ForestGEO Granted $12M from the Bezos Earth Fund for GEO-TREES Initiative
Smithsonian ForestGEO received a $12 million grant from the Bezos Earth Fund to support the GEO-TREES initiative, the world's first ground-based, open-access, equitably developed forest biomass reference system, designed to make global satellite-based forest carbon assessments actionable. This unprecedented collaboration will use innovative technology, partnerships and training, broad sampling and long-term commitment, and open-access data to establish 100 core sites and 200 supplementary sites around the globe to measure and monitor forest biomass stocks and fluxes. These data will be accessible to the public, to the science and corporate communities, and to space agencies driving critical advances in satellite technology. Building on decades of work from the global research community with a strong representation of partners from the Global South, the GEO-TREES initiative aims to fund high quality ground data from a global network of long-term forest inventories, and to make these data open access. ForestGEO will join with other forest plot networks, including RAINFOR, TmFO, AFRITRON, 2ndFor, and SEOSAW, comprising thousands of plots in over 50 countries, and collectively include more than 50% of the world’s tree species.
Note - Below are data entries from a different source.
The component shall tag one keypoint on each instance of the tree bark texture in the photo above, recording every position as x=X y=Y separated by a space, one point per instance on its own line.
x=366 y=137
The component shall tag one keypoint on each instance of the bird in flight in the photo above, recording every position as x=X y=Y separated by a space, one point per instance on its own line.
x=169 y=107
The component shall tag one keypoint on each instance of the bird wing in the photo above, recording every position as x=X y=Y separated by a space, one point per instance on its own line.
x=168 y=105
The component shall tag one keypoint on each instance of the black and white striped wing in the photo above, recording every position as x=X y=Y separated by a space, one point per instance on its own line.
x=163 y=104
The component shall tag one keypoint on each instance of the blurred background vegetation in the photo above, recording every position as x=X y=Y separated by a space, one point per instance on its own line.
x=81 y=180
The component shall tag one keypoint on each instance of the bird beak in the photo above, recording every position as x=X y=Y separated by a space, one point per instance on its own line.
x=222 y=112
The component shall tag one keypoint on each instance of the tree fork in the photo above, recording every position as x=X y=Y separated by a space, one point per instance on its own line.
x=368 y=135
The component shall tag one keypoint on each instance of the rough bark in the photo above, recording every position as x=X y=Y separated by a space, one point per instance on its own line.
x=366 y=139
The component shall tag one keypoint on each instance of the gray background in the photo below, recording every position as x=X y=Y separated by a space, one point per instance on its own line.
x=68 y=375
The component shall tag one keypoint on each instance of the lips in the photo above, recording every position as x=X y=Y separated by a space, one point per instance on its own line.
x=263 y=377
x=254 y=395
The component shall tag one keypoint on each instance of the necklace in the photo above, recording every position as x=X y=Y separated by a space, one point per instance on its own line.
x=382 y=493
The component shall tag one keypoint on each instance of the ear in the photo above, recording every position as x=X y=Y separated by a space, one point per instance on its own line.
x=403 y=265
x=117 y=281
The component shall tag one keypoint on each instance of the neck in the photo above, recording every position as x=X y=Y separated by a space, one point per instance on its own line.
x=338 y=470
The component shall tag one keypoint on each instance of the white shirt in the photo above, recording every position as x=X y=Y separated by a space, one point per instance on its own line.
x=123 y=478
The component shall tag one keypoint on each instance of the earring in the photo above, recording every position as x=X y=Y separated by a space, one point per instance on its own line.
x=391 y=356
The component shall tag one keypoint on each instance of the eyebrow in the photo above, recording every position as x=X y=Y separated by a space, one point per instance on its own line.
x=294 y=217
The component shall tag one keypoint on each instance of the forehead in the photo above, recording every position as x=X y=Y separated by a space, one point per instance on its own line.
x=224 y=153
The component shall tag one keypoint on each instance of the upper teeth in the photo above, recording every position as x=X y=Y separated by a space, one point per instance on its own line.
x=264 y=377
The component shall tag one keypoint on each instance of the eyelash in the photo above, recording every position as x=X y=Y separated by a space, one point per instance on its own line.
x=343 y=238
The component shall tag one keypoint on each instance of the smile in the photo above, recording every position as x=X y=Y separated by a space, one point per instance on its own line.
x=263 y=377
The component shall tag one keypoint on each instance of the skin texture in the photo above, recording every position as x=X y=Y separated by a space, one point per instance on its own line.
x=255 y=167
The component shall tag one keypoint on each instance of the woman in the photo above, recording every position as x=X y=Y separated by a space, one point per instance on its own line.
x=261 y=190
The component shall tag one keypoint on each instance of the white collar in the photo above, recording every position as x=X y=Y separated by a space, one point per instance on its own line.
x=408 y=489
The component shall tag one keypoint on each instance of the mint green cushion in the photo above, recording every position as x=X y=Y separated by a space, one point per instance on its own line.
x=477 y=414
“Tropical forests are the most important, best-understood, carbon-capture devices in the world,” said Joshua Tewksbury, director of STRI. “But to make large-scale carbon capture a reality, we need to engage all sectors of society. And we can only do that if we can clearly show where the carbon is—and how carbon stocks change in real time, at scales that landowners, countries and investors care about. The Smithsonian, with hundreds of partners around the world, has taken on the challenge of providing the definitive ground-based global forest database to make this work possible.” According to Cristián Samper, managing director and leader for nature solutions at the Bezos Earth Fund, “There are very few places like [STRI], where the tropical rainforest has been studied for 100 years. The longevity of tropical research at the Smithsonian, together with the expansion of a global network of forest study sites, will help address the climate crisis we face in a way not possible anywhere else.”